La cámara vigila en su columna sin martirio la fe de los hombres: es el ojo de Dios en la Tierra, la ascensión al Cielo de lo humano. |
Domingo de Pascua (Pascua Florida,
Domingo de Gloria, Domingo de Resurrección): pilar central del puente pascual
que va de la Natividad a la Pascua Granada. Las tres pascuas del tránsito
pascual del año: hitos culturales en el fluir cósmico para hacerlo humano.
La semana santa, sin playa ni nieve o
con ellas, religiosa o laica, marca una frontera temporal, un paso. El
invierno, cuyo punto álgido es la Natividad (con su prólogo de Adviento de
cuatro semanas), se va primaverizando en una espera de unas quince semanas
(nunca puede ser antes del 22 de marzo ni después del 25 de abril: el Domingo
de Resurrección debe ser el siguiente a la primera luna llena que sigue al
equinoccio de la primavera del hemisferio norte). Al otro lado, cincuenta días
después, Pentecostés: la Pascua Granada que, diez días más allá, revela el Corpus Christhi que tomó cuerpo inicial
en el bebé de Belén que dio a idea de los “christmas”
anglosajones (misa de Cristo). En la pascua central se hace huevo de mona.

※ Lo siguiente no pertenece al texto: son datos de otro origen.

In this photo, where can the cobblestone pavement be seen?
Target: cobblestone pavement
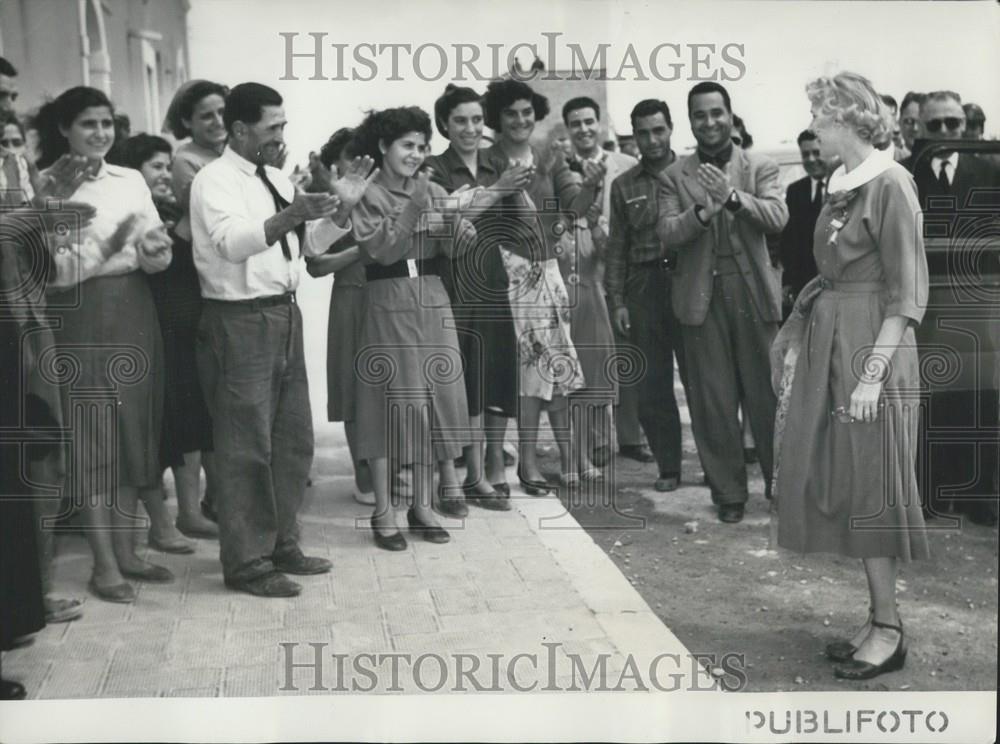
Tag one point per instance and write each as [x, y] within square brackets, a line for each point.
[528, 581]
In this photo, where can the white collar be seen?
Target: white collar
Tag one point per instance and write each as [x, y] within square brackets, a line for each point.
[874, 165]
[952, 159]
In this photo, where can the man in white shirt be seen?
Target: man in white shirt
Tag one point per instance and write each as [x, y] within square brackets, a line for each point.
[248, 228]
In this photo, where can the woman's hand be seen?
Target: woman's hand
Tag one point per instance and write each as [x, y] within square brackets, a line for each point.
[61, 179]
[514, 178]
[155, 242]
[864, 401]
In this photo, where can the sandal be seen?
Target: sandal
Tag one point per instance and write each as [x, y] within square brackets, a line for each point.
[62, 610]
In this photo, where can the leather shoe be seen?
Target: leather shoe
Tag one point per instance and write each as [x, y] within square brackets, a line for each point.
[431, 532]
[12, 690]
[268, 585]
[731, 513]
[667, 482]
[450, 505]
[151, 574]
[496, 501]
[295, 562]
[857, 670]
[636, 452]
[121, 593]
[394, 542]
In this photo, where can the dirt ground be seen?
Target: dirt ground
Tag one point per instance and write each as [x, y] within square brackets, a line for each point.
[721, 589]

Almendra, mandorla: intersección de vida
y muerte, de Cielo y Tierra.
El “Pesach”
hebrero (“pasja” griego, “pascae” latino: saltar por encima,
pasar, superar) simboliza la liberación de los israelitas de la esclavitud
egipcia. Moisés, pastor del rebaño de Dios, en el 1513 antes de Cristo, intuía
la tierra prometida y se aventuró a cruzar el Mar Rojo. El “Éxodo” da cuenta de ello. Es el principio
de la primavera, el paso de los pastos
de inviernos a los de primavera, el pastoreo de transición. La primera luna
llena del nuevo tiempo que pide el sacrificio de un cordero: cósmico, judío o
cristiano. Los ciclos culturales (naturales o religiosos) se buscan y se encuentran. “Solis dies”, “hemera heliou” (“Sunday”),
“domingo” (“dominicus dies”): resurrección, huevo solar genésico, redivivo. Todos
los domingos lo conmemoran, tras el sacrificio de la semana. Así, la pascua
cristiana se distancia de la judía como el “shabat”

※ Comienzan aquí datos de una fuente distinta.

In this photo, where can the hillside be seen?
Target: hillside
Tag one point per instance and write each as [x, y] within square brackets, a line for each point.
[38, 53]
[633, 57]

del domingo. Pero puerta abierta entre Yaveh y los hombres, aunque en horarios comerciales
diferentes, se abre.
Para nacer se precisa no ser. Y para
renacer, morir. La Pascua y su huevo son la esencia de esa dinámica vital.

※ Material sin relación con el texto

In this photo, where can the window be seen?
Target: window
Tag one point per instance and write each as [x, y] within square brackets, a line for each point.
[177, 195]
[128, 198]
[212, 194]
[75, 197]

El viernes santo muere Jesús, quizás
pensando en María de Magdala. Había sido laureado el domingo anterior en Jerusalén;
ungido de perfume por María de Betania, hermana de Lázaro, y colérico
expulsador de mercaderes del templo el lunes; visionario de la traición de su
sacrificio el martes; traicionado por Judas ante el Sanedrín en miércoles;
anfitrión de su transubstanciación, con lavado de pies de sus invitados incluido,
y besado por su discípulo en el huerto
de Getsemaní el jueves. Simón-Pedro lo niega tres veces el viernes de su
pasión: herético, ante un Caifás que está celebrando la pascua judía, es
derivado al gobernador romano Poncio Pilatos quien, como los pies de los
apóstoles su reo, se lava las manos ante la presión del Sanedrín: Barrabás, el
revolucionario contra la opresión romana, es salvado por aclamación frente al
críptico mesías. Azotes, “vía crucis”, “selfie”
santo de Verónica, monarquía de espinas, cruz y asfixia divina entre heridas y sed
saciada con vinagre y clavos: muerte de la carne y resurrección del cuerpo.
Un encuentro a cuatro bandas: el Cristo
Nazareno; San Juan, palma, águila y dedo; la Virgen apuñalada por el dolor; y,
en el centro de la escena bíblica, “updated”,
“reloaded”, Dios en lo alto. Mientras
llueven pétalos de rosas muertas en la encrucijada, el ojo binario registra el
eclipse entre santos y hombres. El domingo resucitará en Jesús, sin cámara (que
hay que dar pábulo al misterio) para gestar un año pascual más.